Time machines might only be available in the movies, yet many people have experienced unexplained events that seem to be temporary but very real slips into the past and the future
Where and to what date would you go if you could travel through time? It’s a question people have long enjoyed contemplating – the possibilities are so fraught with wonder and excitement. Would you watch the pyramids of Egypt being build? Join the spectacle of a gladiatorial battle at the Roman Coliseum? Catch a glimpse of real dinosaurs? Or would you prefer to see what the future holds for humankind?
Such fantasies have fueled the success of such stories as H.G. Welles’ The Time Machine, the Back to the Future movies, favorite episodes of “Star Trek” and countless science fiction novels.
And although some scientists think that it might be at least theoretically possible to travel through time, no one (as far as we know) has devised a sure-fire way to make it happen. But that’s not to say that people haven’t reported traveling through time. There are many fascinating anecdotes from those who say they seem to have quite unexpectedly visited – if only briefly – another time and, sometimes, another place. These events, often called time slippages, seem to occur randomly and spontaneously. Those who experience these events are often bewildered and confused by what they see and hear, and afterward are at a complete loss to explain them.

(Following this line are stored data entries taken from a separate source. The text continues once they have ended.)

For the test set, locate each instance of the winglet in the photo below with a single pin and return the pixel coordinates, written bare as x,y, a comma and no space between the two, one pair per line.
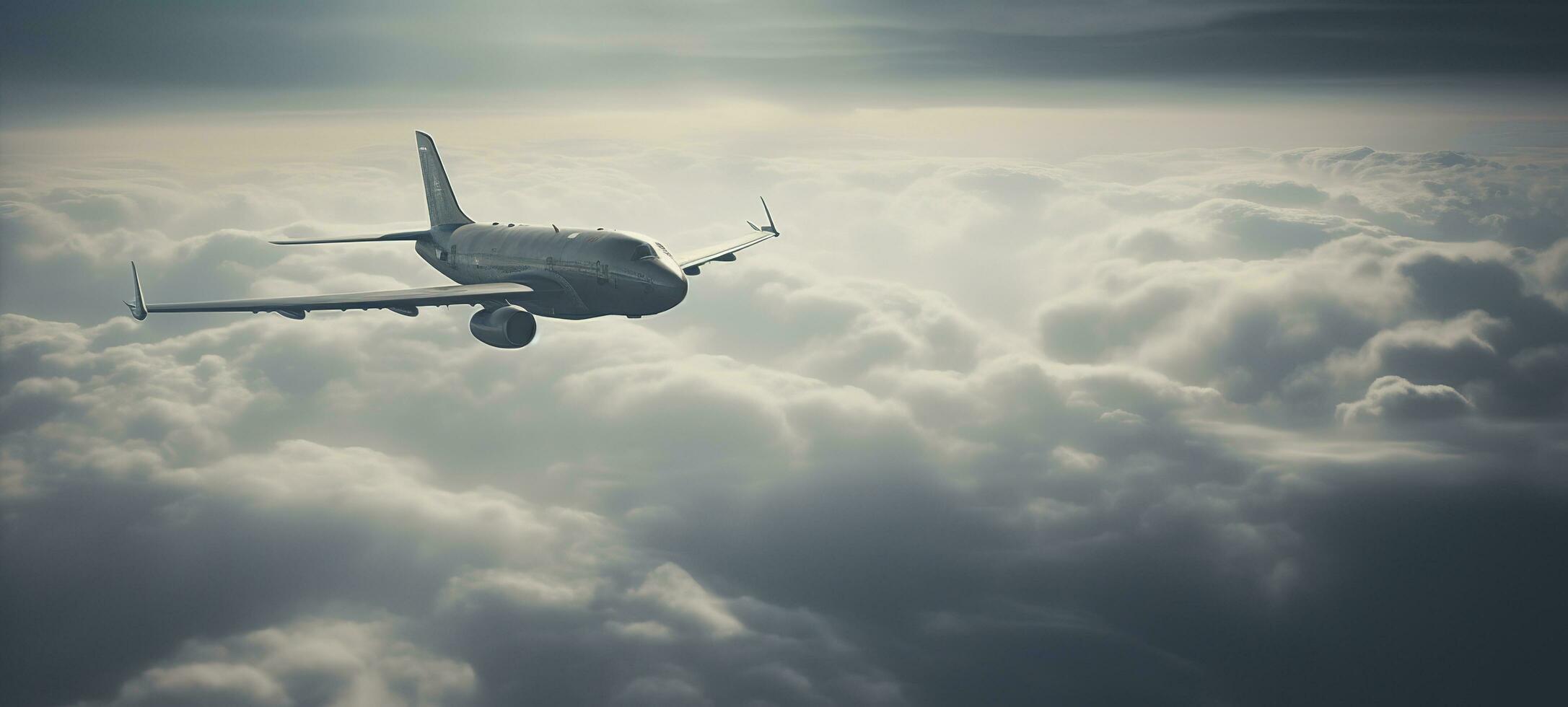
768,228
139,306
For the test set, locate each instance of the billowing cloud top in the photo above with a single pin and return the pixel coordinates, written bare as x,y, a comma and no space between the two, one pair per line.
1195,427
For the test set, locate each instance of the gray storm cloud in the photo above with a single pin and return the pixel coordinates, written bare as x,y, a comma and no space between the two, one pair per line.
1131,429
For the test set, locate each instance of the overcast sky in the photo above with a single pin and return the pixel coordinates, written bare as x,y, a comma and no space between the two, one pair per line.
1200,354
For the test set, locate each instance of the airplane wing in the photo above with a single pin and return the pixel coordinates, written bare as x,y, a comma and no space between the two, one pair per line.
691,260
355,239
400,302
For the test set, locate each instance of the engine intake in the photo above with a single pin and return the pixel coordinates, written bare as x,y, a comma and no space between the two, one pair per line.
510,327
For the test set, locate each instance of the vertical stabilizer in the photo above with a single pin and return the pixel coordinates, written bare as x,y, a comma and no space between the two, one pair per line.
438,190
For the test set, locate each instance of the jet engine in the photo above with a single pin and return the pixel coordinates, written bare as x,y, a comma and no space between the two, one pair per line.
510,327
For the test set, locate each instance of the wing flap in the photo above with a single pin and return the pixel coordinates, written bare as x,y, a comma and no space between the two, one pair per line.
416,297
355,239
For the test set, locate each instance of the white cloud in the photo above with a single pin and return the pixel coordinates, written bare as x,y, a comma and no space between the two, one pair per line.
981,389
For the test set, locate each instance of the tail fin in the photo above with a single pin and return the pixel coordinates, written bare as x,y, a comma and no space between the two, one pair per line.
438,190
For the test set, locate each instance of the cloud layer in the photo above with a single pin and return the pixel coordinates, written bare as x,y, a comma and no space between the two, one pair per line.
1199,427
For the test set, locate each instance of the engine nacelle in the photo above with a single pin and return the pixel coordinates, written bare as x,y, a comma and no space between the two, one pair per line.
510,327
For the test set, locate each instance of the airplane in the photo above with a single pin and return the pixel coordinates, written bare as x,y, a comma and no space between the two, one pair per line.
513,272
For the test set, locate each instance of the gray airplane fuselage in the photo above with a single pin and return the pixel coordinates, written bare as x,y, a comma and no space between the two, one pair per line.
596,272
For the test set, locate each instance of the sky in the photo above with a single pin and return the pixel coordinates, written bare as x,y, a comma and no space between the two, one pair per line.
1203,354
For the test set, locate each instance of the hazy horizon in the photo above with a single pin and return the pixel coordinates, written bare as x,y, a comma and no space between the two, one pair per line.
1200,354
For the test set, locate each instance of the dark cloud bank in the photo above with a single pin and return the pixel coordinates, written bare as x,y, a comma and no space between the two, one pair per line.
1236,427
838,52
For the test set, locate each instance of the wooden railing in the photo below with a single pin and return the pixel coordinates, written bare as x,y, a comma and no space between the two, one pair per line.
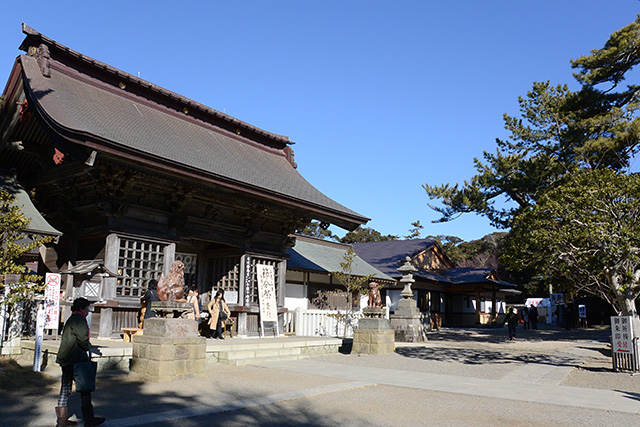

Here is an interesting case that will keep you wondering:
FLIGHT INTO THE FUTURE
In 1935, Air Marshal Sir Victor Goddard of the British Royal Air Force had a harrowing experience in his Hawker Hart biplane. Goddard was a Wing Commander at the time and while on a flight from Edinburgh, Scotland to his home base in Andover, England, he decided to fly over an abandoned airfield at Drem, not far from Edinburgh. The useless airfield was overgrown with foliage, the hangars were falling apart and cows grazed where planes were once parked. Goddard then continued his flight to Andover, but encountered a bizarre storm. In the high winds of the storm’s strange brown-yellow clouds, he lost control of his plane, which began to spiral toward the ground. Narrowly averting a crash, Goddard found that his plane was heading back toward Drem. As he approached the old airfield, the storm suddenly vanished and Goddard’s plane was now flying in brilliant sunshine. This time, as he flew over the Drem airfield, it looked completely different. The hangars looked like new. There were four airplanes on the ground: three were familiar biplanes, but painted in an unfamiliar yellow; the fourth was a monoplane, which the RAF had none of in 1935. The mechanics were dressed in blue overalls, which Goddard thought odd since all RAF mechanics dressed in brown overalls. Strange, too, that none of the mechanics seemed to notice him fly over. Leaving the area, he again encountered the storm, but managed to make his way back to Andover. It wasn’t until 1939 that that the RAF began to paint their planes yellow, enlisted a monoplane of the type that Goddard saw, and the mechanics uniforms were switched to blue. Had Goddard somehow flown four years into the future, then returned to his own time?